A forest of marijuana! The spectacle before me gave new meaning to the term "weed." Some of the plants towered over my head while others clumped together at my feet. The vibrant lime-green leaves danced in the light breeze, reflecting scattered drops of sunlight that broke through the foliage of surrounding trees. We sat for some time and laughed, reveling in the moment. I felt like I had been transported to Leonardo Dicaprio's magical island in "The Beach." Our smiles disappeared, however, as footsteps crackled over a patch of dead leaves nearby.

It was a middle-aged man with a dirty white sheet covering his lower half. He was topless revealing a large belly escorted by a set of skinny arms. He walked nearer with his eyes half-closed, singing unrecognizable tidbits of a recent Bollywood (the Hollywood of India) movie song. As we stood there staring blankly, he took notice of us. Clearly surprised, his eyes opened as wide as they could, an impressive three-quarters. Then, to our great relief, a big smile broke out on his chubby face and his watery red eyes disappeared once again; hiding under puffy eyelids.



"You are smoking? Just now wanting smoking?" questioned the man in his broken English. He touched his pointer finger and thumb together in front of his mouth to demonstrate. We looked at each other and simultaneously shrugged. Not waiting for a reply, however, he turned and walked away, humming the same tune as before. Accustomed to unblinking stares, we found his renunciation attractive, and curiously followed him, pushing aside plants as we walked side by side. Tucked away in the center of the forest of marijuana was a small Shiva temple. In front of the temple sat six babajis, holy men, passing around a small smoking device called a chillum.

They all waved us forward enthusiastically, each patting the space to his left indicating that we should sit there. We joined the circle and awkwardly sat down as a young boy ran up holding the bottom of his shirt up to his chest. When he let go a pile of dry marijuana buds and a little bag of hash tumbled out onto a piece of cloth in the middle of the circle. My friend and I looked at each other nervously. Neither of us smoked.

The chillum, a small clay funnel, was promptly packed and passed to my friend. We were all ready sitting, and they had taken the trouble of bringing us more bud. Thinking it impolite to refuse the gift my friend struggled to take a hit. After two or three fruitless attempts, however, he passed the chillum to his right, too embarrassed to look up. I laughed heartily along with the locals as the next in turn made a fist, expertly clutching the device between his ring and middle fingers close to his knuckles.

Holding the lighter over the top of the chillum with his left hand he inhaled through the small hole made by his pointer finger in the front of his fist. The flame dipped deep into the chillum and we heard a small crackling sound. He passed it to me as he continued to hold his breath. I copied what I had seen and saw the flame dip down as I inhaled. The second the smoke passed entered my throat, however, I involuntarily coughed directly into my fist.
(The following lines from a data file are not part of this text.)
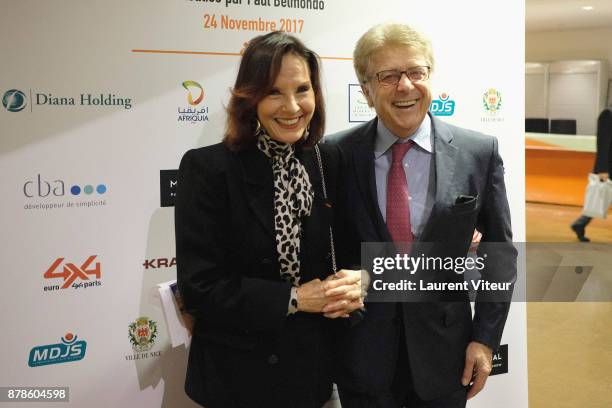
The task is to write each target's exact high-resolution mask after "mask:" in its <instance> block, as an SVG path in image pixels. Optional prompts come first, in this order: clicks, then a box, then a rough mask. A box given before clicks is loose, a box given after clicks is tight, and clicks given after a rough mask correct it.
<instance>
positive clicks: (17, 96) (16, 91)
mask: <svg viewBox="0 0 612 408" xmlns="http://www.w3.org/2000/svg"><path fill="white" fill-rule="evenodd" d="M27 104H28V100H27V98H26V96H25V94H24V93H23V92H21V91H20V90H18V89H10V90H8V91H6V92H5V93H4V95H2V106H4V108H5V109H6V110H7V111H9V112H19V111H22V110H23V108H25V107H26V106H27Z"/></svg>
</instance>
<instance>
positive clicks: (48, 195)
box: [22, 174, 108, 210]
mask: <svg viewBox="0 0 612 408" xmlns="http://www.w3.org/2000/svg"><path fill="white" fill-rule="evenodd" d="M107 191H108V187H107V185H106V184H104V183H92V184H83V185H79V184H71V183H66V182H65V181H64V180H62V179H56V178H47V177H45V176H43V175H41V174H37V175H36V177H35V178H32V179H29V180H26V181H25V182H24V183H23V187H22V192H23V195H24V196H25V197H26V199H28V200H29V201H28V202H27V203H26V204H25V205H24V209H26V210H32V209H43V210H48V209H58V208H81V207H97V206H104V205H106V199H105V197H104V196H105V194H106V192H107ZM66 196H68V197H73V198H85V199H87V200H86V201H73V200H72V199H71V200H68V201H65V200H63V199H64V198H65V197H66ZM30 200H37V201H35V202H32V201H30ZM38 200H42V201H38ZM58 200H62V201H58Z"/></svg>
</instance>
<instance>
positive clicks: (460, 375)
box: [331, 117, 516, 400]
mask: <svg viewBox="0 0 612 408" xmlns="http://www.w3.org/2000/svg"><path fill="white" fill-rule="evenodd" d="M376 124H377V119H374V120H372V121H370V122H368V123H366V124H364V125H361V126H358V127H356V128H353V129H349V130H347V131H344V132H342V133H340V134H337V135H334V136H332V137H331V139H332V142H333V143H336V144H338V145H339V146H340V149H341V153H342V156H343V162H344V164H343V171H342V175H341V181H340V186H341V188H342V190H343V192H342V193H341V197H342V198H341V201H342V203H341V204H339V206H340V207H341V211H338V213H341V214H344V216H345V217H344V218H343V220H342V221H341V222H340V221H339V223H340V224H341V225H340V227H339V228H340V229H341V230H343V231H344V234H343V235H342V239H339V240H340V243H339V244H340V245H341V247H340V248H341V255H342V263H343V265H341V266H343V267H349V266H351V265H354V264H359V263H360V260H359V243H360V242H391V241H392V239H391V236H390V235H389V232H388V230H387V227H386V225H385V222H384V220H383V218H382V215H381V212H380V210H379V207H378V201H377V198H376V181H375V176H374V153H373V152H374V141H375V137H376ZM432 132H433V141H434V143H433V145H434V154H435V156H434V160H435V185H436V192H435V204H434V206H433V210H432V212H431V216H430V218H429V220H428V221H427V223H426V226H425V228H424V231H423V233H422V235H421V236H420V237H417V240H418V241H419V242H435V243H437V248H438V252H437V255H446V256H452V257H457V256H465V255H466V253H467V251H468V247H469V245H470V242H471V239H472V233H473V231H474V229H475V228H477V229H478V230H479V231H480V232H481V233H482V242H483V243H485V242H506V243H510V242H511V240H512V232H511V226H510V211H509V208H508V203H507V199H506V190H505V186H504V169H503V163H502V160H501V158H500V156H499V154H498V148H497V140H496V139H495V138H493V137H489V136H485V135H482V134H479V133H477V132H474V131H470V130H466V129H461V128H458V127H455V126H451V125H449V124H446V123H444V122H441V121H439V120H438V119H436V118H433V117H432ZM417 171H418V170H417ZM460 196H463V197H461V198H460ZM508 246H509V247H510V248H509V249H507V250H506V251H505V254H504V256H503V257H498V258H503V259H497V262H498V263H497V265H495V268H486V269H485V270H483V271H482V272H481V273H482V275H483V278H491V279H490V280H495V281H506V282H510V281H511V282H514V279H515V276H516V252H515V250H514V247H512V246H511V245H508ZM440 248H442V250H441V252H440ZM495 274H497V276H494V275H495ZM458 276H460V275H457V274H455V273H454V272H450V273H448V275H440V276H437V278H436V279H437V280H438V281H440V280H442V281H456V280H457V279H458ZM462 279H463V278H462V277H461V280H462ZM458 299H459V300H460V301H457V300H458ZM438 300H439V299H438ZM454 300H455V301H453V302H443V301H435V302H428V303H420V302H405V303H400V304H399V306H398V304H397V303H373V302H370V303H368V302H367V299H366V309H367V311H366V313H365V318H364V320H363V321H362V322H361V323H359V324H357V325H355V326H353V327H352V328H350V329H347V330H344V331H342V333H341V335H340V338H339V341H338V359H339V363H338V366H339V367H338V368H339V370H338V374H337V381H336V382H337V383H338V386H339V387H340V388H341V389H342V388H345V389H346V390H347V391H352V392H355V393H361V394H369V395H375V394H380V393H382V392H385V391H388V390H389V389H390V386H391V382H392V380H393V376H394V373H395V366H396V361H397V356H398V347H400V346H402V345H398V342H399V339H400V336H399V328H400V327H404V328H405V339H406V344H405V347H406V349H407V354H408V359H409V361H410V371H411V374H412V378H413V383H414V389H415V391H416V392H417V394H418V395H419V397H420V398H421V399H423V400H431V399H434V398H437V397H440V396H443V395H446V394H449V393H451V392H453V391H456V390H458V389H459V388H460V387H461V383H460V380H461V375H462V372H463V367H464V363H465V349H466V347H467V345H468V343H469V342H470V341H472V340H475V341H478V342H481V343H483V344H485V345H487V346H489V347H491V348H492V349H493V350H496V349H497V348H498V347H499V342H500V339H501V335H502V331H503V328H504V324H505V321H506V317H507V315H508V310H509V306H510V305H509V303H500V302H496V303H493V302H477V303H476V306H475V316H474V318H473V319H472V314H471V308H470V303H469V299H468V295H467V293H460V294H459V295H457V296H455V297H454ZM398 308H401V310H402V313H399V311H398ZM399 316H403V324H400V321H399V318H400V317H399Z"/></svg>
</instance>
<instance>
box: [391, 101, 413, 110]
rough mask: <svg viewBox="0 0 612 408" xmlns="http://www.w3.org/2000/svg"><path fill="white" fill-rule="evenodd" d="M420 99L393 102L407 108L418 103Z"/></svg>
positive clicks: (397, 107)
mask: <svg viewBox="0 0 612 408" xmlns="http://www.w3.org/2000/svg"><path fill="white" fill-rule="evenodd" d="M418 101H419V99H411V100H401V101H395V102H393V106H395V107H396V108H400V109H407V108H411V107H413V106H414V105H416V104H417V102H418Z"/></svg>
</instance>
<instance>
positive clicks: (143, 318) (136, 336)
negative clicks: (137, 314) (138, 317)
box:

The chillum was like a mini volcano erupting small particles of burning marijuana in all directions. I looked up at my friend as I flailed away at my shirt and pants. He was laughing so hard he fell over backwards. When the laughter died down we quietly excused ourselves to avoid further embarrassment. As we walked away I shook my head in disbelief at how easily the babajis had inhaled such large quantities of smoke. As if reading my mind, my friend turned to me with a smirk and said, "practice makes perfect."